4 – A STAR IS BORN (Bradley Cooper, 2018)
- It was a pretty bold choice for Bradley Cooper to make his directorial debut the third remake of a Hollywood classic that had been around since the 1930’s. But this bold decision is what made his debut film, A Star is Born, so great. Cooper, who also starred, co-wrote, and co-produced the film, made the 2018 version of A Star is Born his own, modernizing the tale, yet still making it emotional and captivating with great music and performances, much the like versions before it. Cooper doubles down and gives the best performance of his career and made Lady Gaga a bonafide movie star. A Star is Born is the only film Cooper has made so far, but I cannot wait to see what he does next behind the camera.
3 – ORDINARY PEOPLE (Robert Redford, 1980)
- Robert Redford was one of the biggest actors in the 1970’s, starring in award-winning films and being one of Hollywood’s most bankable stars. Redford used his caché to go behind the camera and the result was nothing short of impressive. Ordinary People is a somber, heartbreaking look at a family dealing with the death of one of their own. Led by tremendous performances from Donald Sutherland, Judd Hirsch, and Oscar winners Timothy Hutton and Mary Tyler Moore, Ordinary People went on to win Best Picture at the 1980 Academy Awards along with Redford winning Best Director. Not bad for a first time filmmaker.

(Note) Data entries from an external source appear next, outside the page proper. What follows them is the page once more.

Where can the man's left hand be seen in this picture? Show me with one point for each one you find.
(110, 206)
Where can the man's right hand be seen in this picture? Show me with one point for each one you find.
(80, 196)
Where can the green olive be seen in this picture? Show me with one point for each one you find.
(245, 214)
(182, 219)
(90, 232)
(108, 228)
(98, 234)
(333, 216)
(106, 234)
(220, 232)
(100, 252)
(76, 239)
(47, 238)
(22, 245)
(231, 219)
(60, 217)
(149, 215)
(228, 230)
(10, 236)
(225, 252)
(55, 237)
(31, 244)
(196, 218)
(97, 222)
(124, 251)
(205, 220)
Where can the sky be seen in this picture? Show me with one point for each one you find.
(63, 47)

2 – GET OUT (Jordan Peele, 2017)
- Jordan Peele’s directorial debut was a lightning rod to the cinematic world. Known mostly as a comedy guy, especially from his time as co-creator of the sketch comedy show Key & Peele, Peele’s debut is an eerie satire about Black life in White America, as a Black man (a star-making turn from Daniel Kaluuya) visits his white girlfriend’s (an underrated Allison Williams) family for the weekend. There are scenes that will have you laughing and scenes that will shock you and Peele balances the tones like a true pro. What’s best about Get Out is the layers to the film. Every time I watch it I notice something new that makes me want to rewatch again. Get Out is one of the best movies of the 2010’s and introduced us to one of the most exciting new directors of the 21st century.
1 – NIGHT OF THE HUNTER (Charles Laughton, 1955)
- Night of the Hunter marks the only official directing credit on actor Charles Laughton’s directing resumé (he was uncredited as the completion director on 1949’s The Man on the Eiffel Tower). And yet with just one film, Laughton left his mark on the cinematic world in a big way. Night of the Hunter is an extraordinary film. A tightly composed, endlessly intense, chilling, beautiful looking thriller that you would have thought was made by a veteran. What’s most impressive is the performance Laughton gets from the film’s star Robert Mitchum. His terrifying, menacing, demonic performance is one of the best I have ever seen in a movie. Hearing his “Love vs Hate” speech is masterful dialog reading and inspired Spike Lee in his masterpiece Do the Right Thing. After over 60 years, Night of the Hunter holds up as well as any film made today and is the best debut film from an actor-turned-director.